Книга Хорасан. Территория искусства, страница 13. Автор книги Шариф Шукуров

Разделитель для чтения книг в онлайн библиотеке

Онлайн книга «Хорасан. Территория искусства»

Cтраница 13

Когнитивная метафора расчесывания является хорошим примером организации и переорганизации вещи ещё и посредством интенсификации возможностей по поиску значений и смыслов. Такую метафору называют имагинативной29. В этом случае о тождестве не может идти речи, ибо постоянная переорганизация вещи не позволяет остановиться ни на одной конечной ее форме. Расчесывание посредством гребня/калама – это процедура и инструмент расподобления вещи, основанной на интенсивности ее пространственно-тактильного начала. Не столь важно время расчесывания, важна умозрительность проникновения в глубину вещи, выхода на поверхность и вновь ухода в пространственные глубины, туда, где, казалось бы, надлежит находиться смыслу. Результатом всех этих манипуляций расческой или каламом является образ, образ вещи, и даже образ тайны. Образ, выявляемый процедурой расчесывания вещи, лежит не просто в глубинах вещи, значения и смысл могут всплывать на поверхность и вновь уходить в глубь вещи только затем, чтобы показать многоуровневость и многомерность образа. Какую бы конфигурацию ни придумал мастер расчесывания, надо помнить, что в основе создаваемого образа всегда остается исходный материал. Например, иранский суфий Хайдар Амули (1320–1380) сказал, что в письме важны не буквы, а чернила, составляющие истинный смысл написанного. А одним из эпитетов Иисуса Христа, создавшего новый Храм, является Краеугольный Камень. Это тот камень, что собрал вокруг себя камни общины, составившие новый Храм. Мы видим прическу, ее форму и не всегда отдаем себе отчет в том, что в любой прическе важна не ее форма, а только множественность волос, которые следует прибрать и перебрать, дабы получить искомый образ и форму. Вот почему единичное есть также множественное. Волосы, подобные аристотелевским топосам, выкладываются в некий образ-прическу. Так и чернила только потому являются инструментарием пишущего, поскольку они подают необходимый материал, из которого складываются буквы и письменная речь. А потому смысл должен искаться не в образе чернил, а в самих чернилах.

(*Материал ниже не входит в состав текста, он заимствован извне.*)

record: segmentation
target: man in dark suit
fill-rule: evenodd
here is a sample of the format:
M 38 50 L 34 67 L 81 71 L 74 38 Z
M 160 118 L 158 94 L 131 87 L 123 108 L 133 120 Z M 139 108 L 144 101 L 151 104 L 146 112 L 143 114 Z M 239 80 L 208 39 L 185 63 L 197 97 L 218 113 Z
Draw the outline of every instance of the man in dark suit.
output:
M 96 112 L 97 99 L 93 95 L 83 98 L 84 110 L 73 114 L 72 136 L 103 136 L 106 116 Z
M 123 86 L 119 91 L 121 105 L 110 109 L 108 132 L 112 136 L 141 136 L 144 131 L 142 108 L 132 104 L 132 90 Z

И еще раз: значения и смысл образа не могут находиться ни просто внутри, ни на поверхности вещи, образ только для того погружается в глубины вещи, чтобы одним движением расчески/калама по запутанной вещи он мог быть выведен на поверхность пространственной глубины вещи и даже отделен от последней. Ведь гребень становится каламом. В данном случае не столь важно направление движения интерпретатора – метафорическое «расчесывание» вещи может вестись как по горизонтали, так и по вертикали, интерпретатор-чесальщик может уходить вглубь вверх, вглубь вниз, вглубь вправо или влево. Таким образом, вскрывается объемность вещи, которая перестает соответствовать себе самой.

Ради методологического уточнения вспомним о readymade Марселя Дюшана. В числе его работ по выведению предметов из однозначного индустриального и бытового предназначения и введению их в неоднозначный статус вещи-экспоната находится и расческа, хранящаяся в Музее Искусств Филадельфии30. Хафиз ввел образ расчески, в качестве поэтической метафоры, а Дюшан увидел в ней же метафору, которая превосходит свое предметное состояние, эта метафора выведена за пределы самой себя и сообщает нам дополнительную информацию, не связанную с прямыми функциями расчески.

Оба мастера – Хафиз и Дюшан, – несмотря на различие культур и эпох, действовали в одном ключе, в русле одного методологического направления. Такие вещи способны смотреть в глаза человеку, глядящему на них, ибо они способны изменить модус его мышления, заставить человека увидеть в любой вещи нечто отличное от нее, быть может, даже более весомое, вполне годящееся для внутреннего, неслышного диалога с ней.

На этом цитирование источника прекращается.